Evasive Space Review: Lost In Space
Lately, it seems it usually takes a really good reason for a lot of Wii owners turn on their systems, sit down, and play something that isn’t “Wii Sports,” “Rock Band,” and/or ”Guitar Hero.” After all, those are some of the best party games that have been released in the last few years, and that’s why the Wii has become a party system for a lot of owners – only to be played when guests are over. However, if you look really hard, there are a few reasons to turn on your console, and load up a game, and sit and play, even if company isn’t over. “Evasive Space” is one of those games, developed by High Voltage, and published by Akinai Games, it was released last week via WiiWare. It may not be “the next big thing” but it does offer quite a bit of fun in a small package.
“Evasive Space” has a very loose story about a Stellar Guardian named Konki who has to reignite the universe by collecting stolen constellation stones, and defeating the evil Dr. Dark Matter. It’s not a great story by any means, and it’s told through text boxes that preempt each level. The blandness of the story, as well as its presentation is one of my few complaints about the game, but it’s easy to look past, when compared to the gameplay. In fact, you’ll most likely find yourself ignoring the story completely, and focusing mainly on beating the levels, after all that’s really the heart of this game.
The controls are very easy to pick up and understand, but will take a long time for you to master. You control Konki’s ship using the Wiimote as a pointer, aiming at where you want her to fly and giving the ship gas by pressing the “B” button. It sounds really simple, so simple in fact, that it should remind many older gamers of playing the original “Asteroids” in the arcade. While it is a pretty basic control scheme, it’s the amount of practice that really requires some finesse to perfect. It’s not a perfect system, but it provides just enough challenge to make each level fun. As you fly around, you can pick up power-ups that upgrade your ship, allowing you to improve your shields, controls, or even speed up of the ship, all making the game just a little bit easier.
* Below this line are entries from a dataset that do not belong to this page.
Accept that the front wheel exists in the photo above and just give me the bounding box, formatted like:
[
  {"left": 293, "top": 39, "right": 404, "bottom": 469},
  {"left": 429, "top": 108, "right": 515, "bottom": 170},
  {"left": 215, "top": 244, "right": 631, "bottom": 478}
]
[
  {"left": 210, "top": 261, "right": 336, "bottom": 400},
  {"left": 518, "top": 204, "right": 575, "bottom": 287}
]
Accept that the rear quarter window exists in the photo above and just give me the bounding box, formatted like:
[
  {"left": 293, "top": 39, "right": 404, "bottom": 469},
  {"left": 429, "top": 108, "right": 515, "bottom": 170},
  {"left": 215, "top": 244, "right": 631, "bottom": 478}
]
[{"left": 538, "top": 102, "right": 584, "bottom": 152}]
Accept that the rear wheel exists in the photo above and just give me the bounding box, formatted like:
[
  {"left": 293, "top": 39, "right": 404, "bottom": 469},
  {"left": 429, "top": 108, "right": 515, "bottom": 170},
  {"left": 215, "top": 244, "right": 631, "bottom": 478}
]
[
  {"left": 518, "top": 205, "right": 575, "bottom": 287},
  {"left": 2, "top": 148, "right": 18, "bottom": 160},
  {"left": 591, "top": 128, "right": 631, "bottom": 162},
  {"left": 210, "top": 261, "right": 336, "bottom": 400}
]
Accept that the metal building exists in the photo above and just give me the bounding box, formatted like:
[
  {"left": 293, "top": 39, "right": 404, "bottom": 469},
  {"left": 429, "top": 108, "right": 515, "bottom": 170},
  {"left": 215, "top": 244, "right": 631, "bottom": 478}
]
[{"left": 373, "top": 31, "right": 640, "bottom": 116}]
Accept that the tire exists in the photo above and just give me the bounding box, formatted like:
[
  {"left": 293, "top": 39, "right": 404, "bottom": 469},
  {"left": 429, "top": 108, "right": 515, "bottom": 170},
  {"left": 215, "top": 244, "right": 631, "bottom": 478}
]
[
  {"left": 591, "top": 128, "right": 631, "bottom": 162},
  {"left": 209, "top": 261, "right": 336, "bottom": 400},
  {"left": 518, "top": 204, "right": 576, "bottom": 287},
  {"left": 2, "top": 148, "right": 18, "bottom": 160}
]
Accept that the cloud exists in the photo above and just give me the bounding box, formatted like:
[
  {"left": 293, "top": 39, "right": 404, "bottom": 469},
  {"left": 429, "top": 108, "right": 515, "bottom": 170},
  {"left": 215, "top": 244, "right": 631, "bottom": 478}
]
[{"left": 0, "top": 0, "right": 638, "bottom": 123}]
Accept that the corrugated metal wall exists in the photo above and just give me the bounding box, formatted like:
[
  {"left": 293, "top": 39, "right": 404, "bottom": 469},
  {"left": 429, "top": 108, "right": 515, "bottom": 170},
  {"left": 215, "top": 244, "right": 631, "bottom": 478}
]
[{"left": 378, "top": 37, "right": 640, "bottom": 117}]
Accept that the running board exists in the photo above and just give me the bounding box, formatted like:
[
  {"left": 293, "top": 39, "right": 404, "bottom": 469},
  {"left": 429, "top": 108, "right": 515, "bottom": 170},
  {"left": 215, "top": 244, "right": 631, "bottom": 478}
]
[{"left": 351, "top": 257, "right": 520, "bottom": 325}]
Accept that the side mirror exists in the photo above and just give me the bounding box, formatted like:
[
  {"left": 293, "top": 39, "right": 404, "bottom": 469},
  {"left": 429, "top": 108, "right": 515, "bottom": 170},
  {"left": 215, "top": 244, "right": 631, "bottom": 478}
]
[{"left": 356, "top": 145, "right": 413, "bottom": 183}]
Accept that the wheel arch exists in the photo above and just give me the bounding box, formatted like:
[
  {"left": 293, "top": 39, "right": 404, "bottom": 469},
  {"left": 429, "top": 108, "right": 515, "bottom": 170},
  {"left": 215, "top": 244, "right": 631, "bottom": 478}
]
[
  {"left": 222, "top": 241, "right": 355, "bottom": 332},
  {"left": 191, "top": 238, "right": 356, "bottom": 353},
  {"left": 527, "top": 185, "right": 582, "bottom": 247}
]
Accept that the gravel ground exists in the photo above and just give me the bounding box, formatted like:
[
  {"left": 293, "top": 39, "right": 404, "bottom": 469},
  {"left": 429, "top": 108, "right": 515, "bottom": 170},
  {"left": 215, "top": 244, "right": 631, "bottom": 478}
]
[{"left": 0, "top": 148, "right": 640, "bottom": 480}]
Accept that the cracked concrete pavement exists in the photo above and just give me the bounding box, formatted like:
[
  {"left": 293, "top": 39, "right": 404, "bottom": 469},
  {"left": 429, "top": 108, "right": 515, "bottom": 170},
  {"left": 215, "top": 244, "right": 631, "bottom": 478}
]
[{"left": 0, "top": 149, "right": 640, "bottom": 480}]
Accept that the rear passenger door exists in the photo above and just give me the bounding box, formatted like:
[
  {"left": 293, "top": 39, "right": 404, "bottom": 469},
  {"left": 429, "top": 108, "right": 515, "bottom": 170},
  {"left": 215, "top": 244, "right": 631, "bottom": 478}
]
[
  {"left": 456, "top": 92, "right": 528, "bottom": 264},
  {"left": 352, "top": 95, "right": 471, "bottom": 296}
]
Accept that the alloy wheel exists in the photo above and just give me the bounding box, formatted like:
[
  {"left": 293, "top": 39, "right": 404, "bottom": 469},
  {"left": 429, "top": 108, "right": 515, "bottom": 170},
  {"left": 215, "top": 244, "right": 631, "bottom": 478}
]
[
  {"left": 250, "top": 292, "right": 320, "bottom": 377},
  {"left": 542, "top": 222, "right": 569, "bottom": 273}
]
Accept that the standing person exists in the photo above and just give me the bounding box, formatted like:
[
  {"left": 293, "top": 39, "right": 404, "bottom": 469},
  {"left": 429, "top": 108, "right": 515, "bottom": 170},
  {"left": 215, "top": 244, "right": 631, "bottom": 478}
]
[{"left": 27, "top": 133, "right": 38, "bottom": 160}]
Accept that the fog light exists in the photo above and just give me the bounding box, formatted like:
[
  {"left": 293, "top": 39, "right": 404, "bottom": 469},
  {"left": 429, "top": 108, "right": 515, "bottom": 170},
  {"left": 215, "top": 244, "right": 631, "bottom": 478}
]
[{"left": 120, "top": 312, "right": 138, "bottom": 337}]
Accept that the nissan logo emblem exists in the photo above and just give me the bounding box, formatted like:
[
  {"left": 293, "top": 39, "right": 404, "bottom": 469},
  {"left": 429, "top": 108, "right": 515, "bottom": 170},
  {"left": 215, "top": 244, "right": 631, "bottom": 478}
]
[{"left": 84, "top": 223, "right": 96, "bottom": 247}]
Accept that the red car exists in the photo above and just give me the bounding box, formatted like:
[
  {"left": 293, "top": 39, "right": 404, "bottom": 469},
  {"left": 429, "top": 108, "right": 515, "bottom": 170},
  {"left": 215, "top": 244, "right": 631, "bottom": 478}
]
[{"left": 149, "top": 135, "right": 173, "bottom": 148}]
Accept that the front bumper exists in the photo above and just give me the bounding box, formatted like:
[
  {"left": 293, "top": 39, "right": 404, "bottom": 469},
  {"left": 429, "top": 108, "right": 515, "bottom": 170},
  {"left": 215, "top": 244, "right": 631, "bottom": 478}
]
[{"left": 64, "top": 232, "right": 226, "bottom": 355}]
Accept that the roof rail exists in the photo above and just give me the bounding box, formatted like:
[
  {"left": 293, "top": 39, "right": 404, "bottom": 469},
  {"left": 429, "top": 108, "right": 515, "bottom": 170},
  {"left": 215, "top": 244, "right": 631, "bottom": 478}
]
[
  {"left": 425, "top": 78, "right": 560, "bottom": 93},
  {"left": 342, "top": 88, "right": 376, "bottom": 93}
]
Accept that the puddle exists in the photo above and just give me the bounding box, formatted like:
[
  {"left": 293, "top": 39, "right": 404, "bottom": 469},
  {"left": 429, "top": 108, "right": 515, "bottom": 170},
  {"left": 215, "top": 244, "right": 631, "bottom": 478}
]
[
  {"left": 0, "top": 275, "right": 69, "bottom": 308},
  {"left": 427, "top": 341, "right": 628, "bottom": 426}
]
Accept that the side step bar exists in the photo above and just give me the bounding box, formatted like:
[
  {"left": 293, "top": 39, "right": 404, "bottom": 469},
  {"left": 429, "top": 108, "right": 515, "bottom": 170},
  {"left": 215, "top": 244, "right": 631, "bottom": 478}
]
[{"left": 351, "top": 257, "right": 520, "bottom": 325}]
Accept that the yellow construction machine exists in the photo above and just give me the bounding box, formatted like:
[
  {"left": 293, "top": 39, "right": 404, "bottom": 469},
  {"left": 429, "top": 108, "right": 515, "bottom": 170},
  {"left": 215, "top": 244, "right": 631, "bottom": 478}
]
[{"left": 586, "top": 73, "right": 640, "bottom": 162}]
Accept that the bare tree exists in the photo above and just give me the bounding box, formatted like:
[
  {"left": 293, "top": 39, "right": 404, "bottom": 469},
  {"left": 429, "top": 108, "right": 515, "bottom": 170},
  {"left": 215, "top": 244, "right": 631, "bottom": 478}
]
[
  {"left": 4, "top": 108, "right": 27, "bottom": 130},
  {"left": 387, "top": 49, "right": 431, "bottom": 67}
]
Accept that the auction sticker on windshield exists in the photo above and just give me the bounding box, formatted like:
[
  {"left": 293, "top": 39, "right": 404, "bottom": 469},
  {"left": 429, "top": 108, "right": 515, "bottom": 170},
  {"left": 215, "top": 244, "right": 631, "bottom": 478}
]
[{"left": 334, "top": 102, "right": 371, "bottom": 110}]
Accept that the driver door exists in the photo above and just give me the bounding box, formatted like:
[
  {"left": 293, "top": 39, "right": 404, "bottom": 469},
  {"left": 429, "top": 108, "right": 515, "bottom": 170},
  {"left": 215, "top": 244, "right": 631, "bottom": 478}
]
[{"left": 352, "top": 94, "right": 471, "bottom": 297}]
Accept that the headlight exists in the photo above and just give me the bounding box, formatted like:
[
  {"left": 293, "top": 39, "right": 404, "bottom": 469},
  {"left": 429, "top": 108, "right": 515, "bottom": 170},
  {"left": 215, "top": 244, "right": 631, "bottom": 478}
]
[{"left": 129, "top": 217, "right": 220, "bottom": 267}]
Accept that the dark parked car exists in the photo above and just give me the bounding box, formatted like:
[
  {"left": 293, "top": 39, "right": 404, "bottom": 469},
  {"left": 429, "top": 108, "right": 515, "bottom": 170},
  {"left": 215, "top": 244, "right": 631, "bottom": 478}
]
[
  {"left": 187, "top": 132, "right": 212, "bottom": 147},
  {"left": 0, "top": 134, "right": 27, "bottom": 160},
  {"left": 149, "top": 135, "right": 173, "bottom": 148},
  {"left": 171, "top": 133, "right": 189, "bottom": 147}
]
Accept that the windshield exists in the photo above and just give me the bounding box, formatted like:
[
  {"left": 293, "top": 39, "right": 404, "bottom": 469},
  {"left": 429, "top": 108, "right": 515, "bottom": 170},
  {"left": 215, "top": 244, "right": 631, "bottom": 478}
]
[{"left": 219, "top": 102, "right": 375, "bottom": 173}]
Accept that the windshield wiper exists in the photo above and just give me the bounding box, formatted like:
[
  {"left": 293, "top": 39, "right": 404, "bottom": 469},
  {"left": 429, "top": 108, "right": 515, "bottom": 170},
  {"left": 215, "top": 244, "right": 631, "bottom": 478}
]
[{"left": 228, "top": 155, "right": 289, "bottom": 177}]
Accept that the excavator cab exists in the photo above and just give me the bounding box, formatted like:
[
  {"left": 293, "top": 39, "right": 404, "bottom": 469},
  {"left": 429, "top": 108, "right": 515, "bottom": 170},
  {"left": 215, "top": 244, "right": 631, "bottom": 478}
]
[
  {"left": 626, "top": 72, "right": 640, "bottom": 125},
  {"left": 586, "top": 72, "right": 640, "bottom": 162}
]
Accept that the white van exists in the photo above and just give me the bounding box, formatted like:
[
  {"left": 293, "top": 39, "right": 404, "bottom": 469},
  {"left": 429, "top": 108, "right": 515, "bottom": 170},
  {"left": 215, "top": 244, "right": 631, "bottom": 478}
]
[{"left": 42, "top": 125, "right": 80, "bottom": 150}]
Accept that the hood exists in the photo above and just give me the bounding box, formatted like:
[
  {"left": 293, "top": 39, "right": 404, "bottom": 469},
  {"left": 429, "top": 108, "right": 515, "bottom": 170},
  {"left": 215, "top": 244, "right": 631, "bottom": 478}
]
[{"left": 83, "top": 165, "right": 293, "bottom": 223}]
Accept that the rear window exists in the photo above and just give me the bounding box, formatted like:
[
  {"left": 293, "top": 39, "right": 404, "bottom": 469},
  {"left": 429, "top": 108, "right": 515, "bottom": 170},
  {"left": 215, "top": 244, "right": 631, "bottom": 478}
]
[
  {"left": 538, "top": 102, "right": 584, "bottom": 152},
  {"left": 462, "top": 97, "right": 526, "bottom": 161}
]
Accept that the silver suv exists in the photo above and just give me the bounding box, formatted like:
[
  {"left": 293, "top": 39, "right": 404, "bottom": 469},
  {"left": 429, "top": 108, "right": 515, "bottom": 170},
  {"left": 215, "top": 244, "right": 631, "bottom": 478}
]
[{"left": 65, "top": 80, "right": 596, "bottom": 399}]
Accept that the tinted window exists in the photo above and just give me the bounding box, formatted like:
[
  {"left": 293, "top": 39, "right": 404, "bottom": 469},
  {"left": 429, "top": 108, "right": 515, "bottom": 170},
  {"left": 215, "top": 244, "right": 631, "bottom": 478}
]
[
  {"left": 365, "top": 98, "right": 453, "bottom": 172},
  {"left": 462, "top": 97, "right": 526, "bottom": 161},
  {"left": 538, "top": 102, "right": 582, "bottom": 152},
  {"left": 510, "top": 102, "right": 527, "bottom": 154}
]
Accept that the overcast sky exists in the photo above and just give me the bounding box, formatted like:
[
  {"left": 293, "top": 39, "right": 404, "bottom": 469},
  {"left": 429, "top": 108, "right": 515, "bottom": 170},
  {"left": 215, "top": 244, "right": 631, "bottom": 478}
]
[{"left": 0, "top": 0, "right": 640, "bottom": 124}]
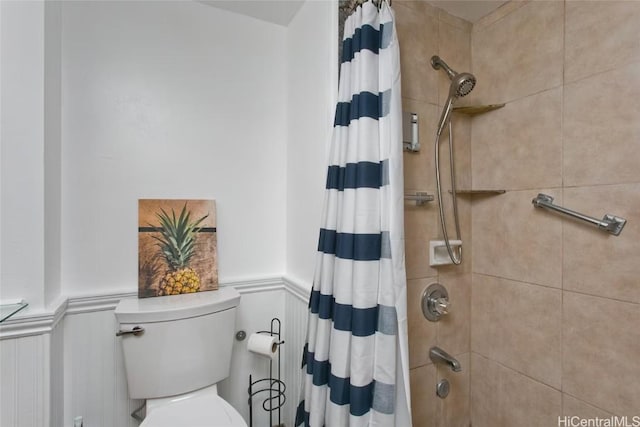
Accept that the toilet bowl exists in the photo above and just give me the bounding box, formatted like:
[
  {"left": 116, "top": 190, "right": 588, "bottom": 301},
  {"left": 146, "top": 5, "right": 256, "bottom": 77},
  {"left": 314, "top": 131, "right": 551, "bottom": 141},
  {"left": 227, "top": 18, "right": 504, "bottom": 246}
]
[
  {"left": 140, "top": 385, "right": 247, "bottom": 427},
  {"left": 115, "top": 287, "right": 247, "bottom": 427}
]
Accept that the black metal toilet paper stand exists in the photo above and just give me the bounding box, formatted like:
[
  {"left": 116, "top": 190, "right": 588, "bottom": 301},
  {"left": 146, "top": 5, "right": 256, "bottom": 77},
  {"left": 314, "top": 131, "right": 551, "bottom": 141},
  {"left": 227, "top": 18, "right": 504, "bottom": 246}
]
[{"left": 248, "top": 317, "right": 287, "bottom": 427}]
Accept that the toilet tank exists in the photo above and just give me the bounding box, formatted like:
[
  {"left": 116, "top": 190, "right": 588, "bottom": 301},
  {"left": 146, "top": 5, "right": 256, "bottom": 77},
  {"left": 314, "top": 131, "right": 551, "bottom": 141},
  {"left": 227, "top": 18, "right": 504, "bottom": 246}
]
[{"left": 115, "top": 287, "right": 240, "bottom": 399}]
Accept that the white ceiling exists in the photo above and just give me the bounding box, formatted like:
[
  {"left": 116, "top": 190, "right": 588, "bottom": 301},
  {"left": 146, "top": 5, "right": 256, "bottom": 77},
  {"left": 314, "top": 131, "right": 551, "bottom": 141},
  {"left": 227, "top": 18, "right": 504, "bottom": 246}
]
[
  {"left": 198, "top": 0, "right": 506, "bottom": 26},
  {"left": 199, "top": 0, "right": 304, "bottom": 26},
  {"left": 427, "top": 0, "right": 507, "bottom": 22}
]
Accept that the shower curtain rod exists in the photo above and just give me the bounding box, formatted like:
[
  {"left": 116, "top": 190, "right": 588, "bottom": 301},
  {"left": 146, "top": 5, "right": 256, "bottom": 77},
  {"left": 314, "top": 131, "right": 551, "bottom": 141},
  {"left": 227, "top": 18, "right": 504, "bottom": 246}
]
[{"left": 340, "top": 0, "right": 391, "bottom": 13}]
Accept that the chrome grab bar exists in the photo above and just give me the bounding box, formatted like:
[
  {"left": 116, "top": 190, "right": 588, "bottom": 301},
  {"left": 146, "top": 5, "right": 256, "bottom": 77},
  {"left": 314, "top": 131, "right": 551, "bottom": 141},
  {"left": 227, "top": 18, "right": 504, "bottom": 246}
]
[
  {"left": 116, "top": 326, "right": 144, "bottom": 337},
  {"left": 531, "top": 193, "right": 627, "bottom": 236},
  {"left": 404, "top": 191, "right": 433, "bottom": 206}
]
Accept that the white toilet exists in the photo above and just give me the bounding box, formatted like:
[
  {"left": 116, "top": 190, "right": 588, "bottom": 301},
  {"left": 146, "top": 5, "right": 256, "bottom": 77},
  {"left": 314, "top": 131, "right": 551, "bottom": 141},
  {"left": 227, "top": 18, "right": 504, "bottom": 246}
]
[{"left": 115, "top": 288, "right": 247, "bottom": 427}]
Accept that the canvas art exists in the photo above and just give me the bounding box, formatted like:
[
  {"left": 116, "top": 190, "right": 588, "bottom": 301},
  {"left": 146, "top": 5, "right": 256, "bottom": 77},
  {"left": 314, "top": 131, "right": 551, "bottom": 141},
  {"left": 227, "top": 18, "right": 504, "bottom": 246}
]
[{"left": 138, "top": 199, "right": 218, "bottom": 298}]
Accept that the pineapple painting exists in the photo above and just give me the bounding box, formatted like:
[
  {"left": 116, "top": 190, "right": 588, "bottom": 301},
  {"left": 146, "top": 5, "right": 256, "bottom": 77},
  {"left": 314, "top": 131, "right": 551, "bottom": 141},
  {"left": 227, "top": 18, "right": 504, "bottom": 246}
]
[{"left": 138, "top": 199, "right": 218, "bottom": 298}]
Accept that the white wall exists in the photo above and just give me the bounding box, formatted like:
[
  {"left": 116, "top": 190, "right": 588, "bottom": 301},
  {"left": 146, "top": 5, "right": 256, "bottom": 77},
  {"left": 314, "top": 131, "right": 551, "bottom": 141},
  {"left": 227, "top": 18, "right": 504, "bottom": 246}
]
[
  {"left": 286, "top": 1, "right": 338, "bottom": 288},
  {"left": 0, "top": 1, "right": 45, "bottom": 308},
  {"left": 62, "top": 1, "right": 286, "bottom": 294},
  {"left": 0, "top": 1, "right": 337, "bottom": 426},
  {"left": 44, "top": 1, "right": 62, "bottom": 305}
]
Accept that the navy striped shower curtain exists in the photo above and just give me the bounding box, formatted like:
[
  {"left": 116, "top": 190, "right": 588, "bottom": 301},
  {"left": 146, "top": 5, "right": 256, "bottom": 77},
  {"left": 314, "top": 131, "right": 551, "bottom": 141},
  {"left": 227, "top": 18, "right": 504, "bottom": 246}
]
[{"left": 296, "top": 1, "right": 411, "bottom": 427}]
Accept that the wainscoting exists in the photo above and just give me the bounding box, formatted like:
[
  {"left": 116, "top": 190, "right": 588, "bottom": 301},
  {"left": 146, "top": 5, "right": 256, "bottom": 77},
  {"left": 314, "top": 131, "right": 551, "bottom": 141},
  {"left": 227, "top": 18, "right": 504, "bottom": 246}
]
[{"left": 0, "top": 278, "right": 308, "bottom": 427}]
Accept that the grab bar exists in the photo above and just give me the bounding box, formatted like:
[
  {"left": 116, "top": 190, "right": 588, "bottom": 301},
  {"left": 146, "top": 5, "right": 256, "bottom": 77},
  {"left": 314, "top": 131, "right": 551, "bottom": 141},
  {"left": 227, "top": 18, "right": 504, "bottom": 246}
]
[
  {"left": 404, "top": 191, "right": 433, "bottom": 206},
  {"left": 531, "top": 193, "right": 627, "bottom": 236}
]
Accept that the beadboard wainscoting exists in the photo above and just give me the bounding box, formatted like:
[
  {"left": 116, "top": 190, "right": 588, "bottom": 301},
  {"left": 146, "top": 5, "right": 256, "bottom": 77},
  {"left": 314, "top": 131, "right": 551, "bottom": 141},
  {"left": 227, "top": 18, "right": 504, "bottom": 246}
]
[{"left": 0, "top": 278, "right": 309, "bottom": 427}]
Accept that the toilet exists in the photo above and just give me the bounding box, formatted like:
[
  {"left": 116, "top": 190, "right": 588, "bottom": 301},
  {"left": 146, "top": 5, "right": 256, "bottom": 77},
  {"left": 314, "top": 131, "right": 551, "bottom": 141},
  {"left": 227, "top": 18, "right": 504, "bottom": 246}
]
[{"left": 115, "top": 287, "right": 247, "bottom": 427}]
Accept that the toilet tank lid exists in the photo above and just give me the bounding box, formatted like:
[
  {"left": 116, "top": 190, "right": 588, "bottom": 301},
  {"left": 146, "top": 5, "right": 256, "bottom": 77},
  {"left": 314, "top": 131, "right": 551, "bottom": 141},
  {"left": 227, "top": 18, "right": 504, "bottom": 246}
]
[{"left": 115, "top": 286, "right": 240, "bottom": 323}]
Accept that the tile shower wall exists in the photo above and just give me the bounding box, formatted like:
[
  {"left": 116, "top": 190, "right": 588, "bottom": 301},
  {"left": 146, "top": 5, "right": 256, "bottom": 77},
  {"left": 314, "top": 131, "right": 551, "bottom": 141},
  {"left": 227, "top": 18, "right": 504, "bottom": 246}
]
[
  {"left": 393, "top": 0, "right": 471, "bottom": 427},
  {"left": 470, "top": 1, "right": 640, "bottom": 427},
  {"left": 394, "top": 0, "right": 640, "bottom": 427}
]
There are three different types of levels that you’ll encounter throughout the course of the game’s twenty levels. While the two more open style of levels offer their own unique type of challenges, by forcing you to avoid asteroids, and collect stranded spacemen and derelict ships to progress to the next level, the maze levels are where you’re really going to find “Evasive Space”’s real frustration challenge. These levels are twisting corridors that you need to traverse in a set amount of time, in order to collect the level’s constellation stone, or simply make it to the exit, but usually it’s both. As you’re battling the clock the you also need to avoid various obstacles throughout the board, and, of course, crashing into the walls.
Every time you make it to the end of a level there’s a level of satisfaction that few other games offer, and somehow that’s one of the game’s downsides. It’s too damn short. While twenty levels over the course of five acts will keep you busy for quite some time, you’re still left wanting more. I realize that it is only a WiiWare title, and not a full retail release, but, and this could be the masochist in me speaking, you still want just a few more levels.
As if it’s an added bonus, “Evasive Space” also offers a selection of local multiplayer levels that allow you to challenge your friends to some of the game’s most difficult levels. Go head-to-head at collecting as many spacemen as you can in the shortest amount of time, and see who wins. It’s a nice little addition, and it encourages you to play through the game’s single-player levels in order to unlock more multilayer ones.
Not since “N+” was released on Xbox Live has a game driven me as close to tears as “Evasive Space” did, due to the sheer amount of times I repeated each level, each time a little more determined than the last. That’s the draw of “Evasive Space,” it’s simple enough to draw you in, but it’s challenging enough to keep you playing until you beat each level, which usually results in hours of “just one more time,” or, “ I swear this is my last try.” As long as you’re willing to put a little effort into perfecting your style on the controls, “Evasive Space” is well worth the effort, and frustration (you know, the good kind).